TERRE HAUTE —
Sculptor Brandon Zebold was quite right Wednesday when he praised the grounds at Indiana State University as being “beautiful” and welcomed the campus as a home for his “ISU Sphere” installation.
A lot of people have been saying that about ISU for several months, even years — and they are right.
Increasingly, the Terre Haute campus is becoming more attractive, featuring more compelling architectural designs, more adaptive uses of buildings, more green space and pleasing landscape, more user-friendly appeal, more first-rate touches.

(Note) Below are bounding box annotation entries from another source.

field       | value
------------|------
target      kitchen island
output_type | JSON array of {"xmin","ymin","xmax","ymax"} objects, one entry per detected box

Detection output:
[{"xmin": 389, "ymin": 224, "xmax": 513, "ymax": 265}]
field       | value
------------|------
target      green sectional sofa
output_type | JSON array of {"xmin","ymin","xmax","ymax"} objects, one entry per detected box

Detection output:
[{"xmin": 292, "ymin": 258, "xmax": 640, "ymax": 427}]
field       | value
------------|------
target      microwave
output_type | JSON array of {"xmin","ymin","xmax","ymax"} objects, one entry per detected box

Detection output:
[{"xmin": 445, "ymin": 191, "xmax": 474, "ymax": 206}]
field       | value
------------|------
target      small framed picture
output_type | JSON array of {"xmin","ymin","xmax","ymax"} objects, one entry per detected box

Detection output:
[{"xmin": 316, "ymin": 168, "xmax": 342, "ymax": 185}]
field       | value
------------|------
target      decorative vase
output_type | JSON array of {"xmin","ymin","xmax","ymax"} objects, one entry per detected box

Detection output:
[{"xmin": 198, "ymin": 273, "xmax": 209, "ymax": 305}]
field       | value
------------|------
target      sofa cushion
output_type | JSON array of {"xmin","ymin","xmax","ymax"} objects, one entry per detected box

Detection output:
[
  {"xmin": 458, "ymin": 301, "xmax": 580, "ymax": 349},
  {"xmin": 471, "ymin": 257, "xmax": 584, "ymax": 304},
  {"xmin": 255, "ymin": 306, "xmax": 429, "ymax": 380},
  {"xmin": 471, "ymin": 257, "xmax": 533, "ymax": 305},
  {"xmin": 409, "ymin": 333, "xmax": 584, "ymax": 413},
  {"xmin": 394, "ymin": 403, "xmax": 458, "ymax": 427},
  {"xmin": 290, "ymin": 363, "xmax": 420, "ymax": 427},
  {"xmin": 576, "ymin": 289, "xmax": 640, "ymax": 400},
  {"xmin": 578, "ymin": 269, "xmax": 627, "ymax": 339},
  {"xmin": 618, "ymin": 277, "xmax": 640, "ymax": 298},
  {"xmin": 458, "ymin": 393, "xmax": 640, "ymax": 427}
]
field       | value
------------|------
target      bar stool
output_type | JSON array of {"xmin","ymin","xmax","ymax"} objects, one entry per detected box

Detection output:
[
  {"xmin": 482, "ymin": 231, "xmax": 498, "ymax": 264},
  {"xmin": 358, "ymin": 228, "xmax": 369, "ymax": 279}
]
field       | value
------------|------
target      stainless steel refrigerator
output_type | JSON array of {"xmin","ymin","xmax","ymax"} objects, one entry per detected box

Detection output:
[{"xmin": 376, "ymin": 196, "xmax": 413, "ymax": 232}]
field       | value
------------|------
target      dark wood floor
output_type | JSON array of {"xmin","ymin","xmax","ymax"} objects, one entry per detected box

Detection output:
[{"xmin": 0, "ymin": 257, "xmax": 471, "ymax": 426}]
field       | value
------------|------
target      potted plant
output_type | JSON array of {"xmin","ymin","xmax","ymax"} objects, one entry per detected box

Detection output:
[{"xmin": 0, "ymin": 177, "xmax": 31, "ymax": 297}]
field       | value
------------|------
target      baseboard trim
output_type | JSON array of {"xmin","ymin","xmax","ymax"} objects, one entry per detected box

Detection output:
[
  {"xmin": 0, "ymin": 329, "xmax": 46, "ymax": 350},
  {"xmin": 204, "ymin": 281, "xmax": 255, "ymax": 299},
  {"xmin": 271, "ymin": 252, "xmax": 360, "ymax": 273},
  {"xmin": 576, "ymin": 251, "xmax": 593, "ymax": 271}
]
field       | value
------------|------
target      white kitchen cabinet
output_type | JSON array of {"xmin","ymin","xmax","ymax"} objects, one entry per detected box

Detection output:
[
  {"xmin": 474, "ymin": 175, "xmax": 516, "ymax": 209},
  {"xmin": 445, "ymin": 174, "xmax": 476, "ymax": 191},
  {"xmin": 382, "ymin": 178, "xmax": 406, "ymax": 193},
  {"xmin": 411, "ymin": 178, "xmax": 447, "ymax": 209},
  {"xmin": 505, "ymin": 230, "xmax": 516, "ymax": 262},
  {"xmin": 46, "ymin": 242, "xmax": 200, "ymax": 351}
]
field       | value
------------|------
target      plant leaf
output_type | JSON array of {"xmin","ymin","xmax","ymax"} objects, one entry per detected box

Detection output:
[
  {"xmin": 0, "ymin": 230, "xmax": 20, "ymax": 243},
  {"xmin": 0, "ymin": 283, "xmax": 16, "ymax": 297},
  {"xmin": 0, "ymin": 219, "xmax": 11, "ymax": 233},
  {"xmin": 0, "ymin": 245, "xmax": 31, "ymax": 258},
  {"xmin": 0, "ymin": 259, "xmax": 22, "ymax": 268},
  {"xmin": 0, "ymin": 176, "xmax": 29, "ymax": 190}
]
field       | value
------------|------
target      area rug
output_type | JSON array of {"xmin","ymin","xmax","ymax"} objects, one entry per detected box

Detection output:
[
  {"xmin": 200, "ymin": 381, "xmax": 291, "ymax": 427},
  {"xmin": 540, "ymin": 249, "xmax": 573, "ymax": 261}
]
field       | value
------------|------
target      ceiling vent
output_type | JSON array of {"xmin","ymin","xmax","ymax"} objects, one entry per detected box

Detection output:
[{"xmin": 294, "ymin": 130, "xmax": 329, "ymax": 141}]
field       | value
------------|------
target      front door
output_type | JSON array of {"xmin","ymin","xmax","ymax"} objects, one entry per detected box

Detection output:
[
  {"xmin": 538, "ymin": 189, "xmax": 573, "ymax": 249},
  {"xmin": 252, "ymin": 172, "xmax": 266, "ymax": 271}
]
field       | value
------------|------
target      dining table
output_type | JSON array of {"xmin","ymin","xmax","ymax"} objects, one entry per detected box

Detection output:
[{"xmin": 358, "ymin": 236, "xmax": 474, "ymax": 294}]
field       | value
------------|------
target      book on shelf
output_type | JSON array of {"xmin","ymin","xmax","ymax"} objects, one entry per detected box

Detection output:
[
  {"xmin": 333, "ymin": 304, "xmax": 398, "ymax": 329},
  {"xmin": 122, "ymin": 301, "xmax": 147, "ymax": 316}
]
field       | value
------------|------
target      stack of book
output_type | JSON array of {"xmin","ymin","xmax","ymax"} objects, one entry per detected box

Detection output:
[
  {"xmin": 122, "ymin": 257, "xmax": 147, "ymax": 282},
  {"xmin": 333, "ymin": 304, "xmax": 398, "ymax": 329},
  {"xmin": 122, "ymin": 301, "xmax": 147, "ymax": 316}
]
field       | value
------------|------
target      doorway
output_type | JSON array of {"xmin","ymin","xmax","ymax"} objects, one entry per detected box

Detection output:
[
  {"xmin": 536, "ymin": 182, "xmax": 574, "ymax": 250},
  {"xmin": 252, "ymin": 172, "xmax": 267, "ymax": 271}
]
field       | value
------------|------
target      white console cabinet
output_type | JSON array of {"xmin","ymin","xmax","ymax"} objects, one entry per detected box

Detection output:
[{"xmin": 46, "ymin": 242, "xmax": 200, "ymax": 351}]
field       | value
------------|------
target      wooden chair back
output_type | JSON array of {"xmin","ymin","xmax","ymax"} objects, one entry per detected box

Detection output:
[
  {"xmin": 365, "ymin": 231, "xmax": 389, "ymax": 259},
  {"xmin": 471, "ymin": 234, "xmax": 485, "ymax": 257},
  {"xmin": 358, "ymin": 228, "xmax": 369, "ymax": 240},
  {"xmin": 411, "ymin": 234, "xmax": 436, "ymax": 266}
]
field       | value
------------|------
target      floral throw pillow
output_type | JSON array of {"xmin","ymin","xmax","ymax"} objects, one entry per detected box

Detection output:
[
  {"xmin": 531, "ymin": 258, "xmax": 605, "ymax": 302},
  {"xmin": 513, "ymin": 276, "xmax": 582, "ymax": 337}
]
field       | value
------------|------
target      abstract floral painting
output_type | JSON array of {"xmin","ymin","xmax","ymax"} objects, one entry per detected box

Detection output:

President Dan Bradley certainly has fast-tracked much of the action, often with his personal stamp of approval on designs and features. During his tenure, the campus has taken on a visual and functional appeal that is ongoing, cumulative and powerful. And in several cases, he has carried out the final steps of projects begun or envisioned by predecessors, such as Lloyd W. Benjamin III.
Two buildings that have opened this fall both add greatly to ISU’s appeal:
n Federal Hall, the renovated former post office and federal court building at Seventh and Cherry streets as home to the College of Business
n The John W. Moore Welcome Center, which overlooks Dede Plaza (fountain) and the Hulman Memorial Student Union, and which serves the Admissions Department and other functions in honor its namesake, ISU’s president before Benjamin.
Both buildings are not only great architectural repurposing projects but also truly state-of-the-art education and campus community centers.
Those buildings join other recent advancements such as the wondrous transformation, a few years ago, of the College of Education building, renovated around the remains of the old Lab School that was home to generations of Terre Haute students, elementary through high school; and the jewel that remains the Student Recreation Center, a building that was an instant hit with students and continues to host heavy student and staff use as a vital and fun part of the campus’ personal health and recreation offerings.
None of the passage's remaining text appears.